Ostia, a las afueras de Roma. Los Pavone son una familia bienestante. Pierpaolo (Massimo Popolizio), el padre, es médico. Ludovica (Manuela Mandracchia), la madre, es directora de cine, y Federico (Pietro Castellitto), el hijo, asistente de profesor de filosofia en la universidad. Los Vismara también residen en Ostia. Claudio (Giorgio Montanini), el padre, regenta una tienda de armas. Mientras, su mujer Teresa (Giulia Petrini) trabaja de personal de limpieza en la clínica de Pierpaolo. Sus vidas, y sus asuntos familiares, se entremezclaran cuando, por casualidad, el doctor Pavone salve la vida, en un atropello, de la madre de Claudio. He ahí cuando salgan ‘i predatori’ de cada unx.

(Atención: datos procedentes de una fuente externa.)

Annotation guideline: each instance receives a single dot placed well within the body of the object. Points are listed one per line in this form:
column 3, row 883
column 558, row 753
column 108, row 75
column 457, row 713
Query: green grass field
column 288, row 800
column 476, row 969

Unxs depredadores que se observan cuando se retrasa el rodaje de tu film como a Ludovica, o cuando tu trabajo es decirle a la gente que tiene cáncer como Pierpaolo, o cuando después de estudiar y enseñar a Nietzsche en la universidad te prohíben ir a su exhumación porqué no le caes bien al director de la universidad, como le pasa a Federico. Pero también cuando siendo limpiadora te das cuenta que necesitarías 1000 años con tu sueldo para comprar un piso en Roma, o cuando tu negocio de armeria sólo funciona en terrenos ilegales. 

Unos terrenos que se exponen en las celebraciones de cumpleaños. Los Vismara celebran el cumpleaños rodeados de nerviosismo, pobreza, fascismo extremo, incoherencia y en terrenos ajenos. Mientras, los Pavone lo celebran en un restaurante donde los formalismos guían la estructura relacional en la mesa y donde las visiones críticas —como el gran rap de Marie—disturban. 

Una disturbación que Federico (Pietro Castellito) intenta erradicar, silenciar, neutralizar, en ambos planos, en ambas visiones del mundo. Un mundo que, como vemos, se empeña en formarse en aquello circular, en el eterno retorno. Un retorno que, equívoco, seguimos insistiendo en él. 

Pietro Castellitto nos presenta su opera prima con esta comedia negra donde el eterno retorno se presenta como aquella piedra angular que, como humanidad, no hemos con seguido superar y que nos lleva, una y otra y otra y otra vez, al mismo punto. Aunque, como filme, abarca quizás demasiado, como concepto se plasma muy bien.

I predatori’ es destronar a Nietzsche por la presencia que éste tiene, aún, en nosotrxs.